Quem é? Quem foi? Nhá Zéfa Onça

O verdadeiro nome de Nhá Zéfa era Josefina Franco de Camargo. Nasceu em 21 de julho de 1902 e morreu em 11 de setembro de 1991. Segundo a certidão de óbito ela teria 89 anos. A data de nascimento e a idade, porém, não são confirmadas pelos parentes. Sobre os pais não há qualquer informação de data de nascimento e de origem. As netas dizem que ela nasceu antes da data confirmada no documento e que teria falecido com mais de 98 anos. 

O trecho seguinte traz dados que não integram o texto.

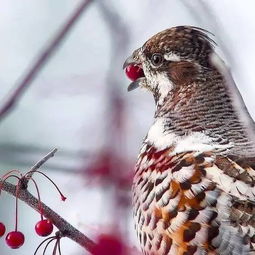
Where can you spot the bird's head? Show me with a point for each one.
(171, 59)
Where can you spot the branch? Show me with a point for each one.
(42, 59)
(64, 227)
(38, 165)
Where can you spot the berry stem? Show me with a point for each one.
(46, 246)
(59, 248)
(39, 197)
(55, 248)
(50, 239)
(7, 177)
(16, 204)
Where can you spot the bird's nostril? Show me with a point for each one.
(134, 72)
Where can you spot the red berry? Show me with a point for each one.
(44, 228)
(15, 239)
(134, 72)
(2, 229)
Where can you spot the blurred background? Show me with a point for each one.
(79, 101)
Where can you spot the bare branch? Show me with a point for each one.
(42, 59)
(64, 227)
(38, 165)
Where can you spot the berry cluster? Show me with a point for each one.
(44, 227)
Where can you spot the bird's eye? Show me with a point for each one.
(156, 59)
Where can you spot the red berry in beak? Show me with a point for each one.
(134, 72)
(44, 228)
(15, 239)
(2, 229)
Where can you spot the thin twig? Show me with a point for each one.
(64, 227)
(42, 59)
(38, 165)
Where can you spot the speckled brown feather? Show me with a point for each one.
(188, 199)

Nhá Zéfa nasceu e viveu a infância num sítio em Arujá (SP), época em que essa cidade ainda pertencia ao município de Mogi das Cruzes. Ao se casar, foi morar num grande terreno localizado no centro de Mogi das Cruzes, onde viveu com a família durante muitos anos. Por não ter título da terra, foi desapropriada e expulsa do lugar por ordem de um prefeito da época da ditadura militar na década de 1960. Hoje, nesse mesmo local se localiza o atual centro cívico da cidade. Lá, estão localizados a prefeitura, o fórum, o corpo de bombeiro, o tiro de guerra, duas universidades privadas, entre outros órgãos públicos.  


Nhá Zéfa Onça, como era conhecida, foi uma figura emblemática da Festa do Divino de Mogi das Cruzes.  Ela costumava desfilar no principal cortejo da Festa do Divino, a Entrada dos Palmitos, montada em um cavalo todo enfeitado com as cores do divino, com destaque especial para as cores vermelha e branca.

Curiosidade
Nhá Zéfa não gostava de ser chamada de onça por qualquer pessoa e ficava brava quando isso acontecia. O devido apelido “onça” originalmente vem do primeiro marido, conhecido como João Onça, que era bandeireiro do Divino e também caçador de onças. Como bandeireiro, o marido peregrinava de casa em casa com a bandeira do Divino na busca de doações para a festa. Numa das casas onde tomou pouso acabou falecendo. Depois de sua morte, as pessoas passaram a chamar Nhá Zéfa de onça. Daí alguns dizem não haver ligação com o fato de ela ser uma mulher brava e corajosa. 
Nhá Zéfa foi sem dúvida uma mulher livre das amarras da feminilidade e dos estereótipos de dominação projetados nas ideias de passividade e de submissão patriarcal. Não tinha medo de nada e não fugia de uma briga quando era provocada. Durante sua vida fez tudo que queria fazer. Tinha coragem e enfrentava a tudo e a todos. Nhá Zéfa era realmente uma figura marcante: andava a cavalo, usava lenço e chapéu na cabeça, carregava uma bolsa feita de pano, tinha espírito de liberdade, cuidava das próprias coisas, dos bichos e das plantas, não tinha medo de cobras, se perdia no mato e enfrentava lugares mal-assombrados. No final da vida, sofreu de diabetes, mas desconhecia a doença. 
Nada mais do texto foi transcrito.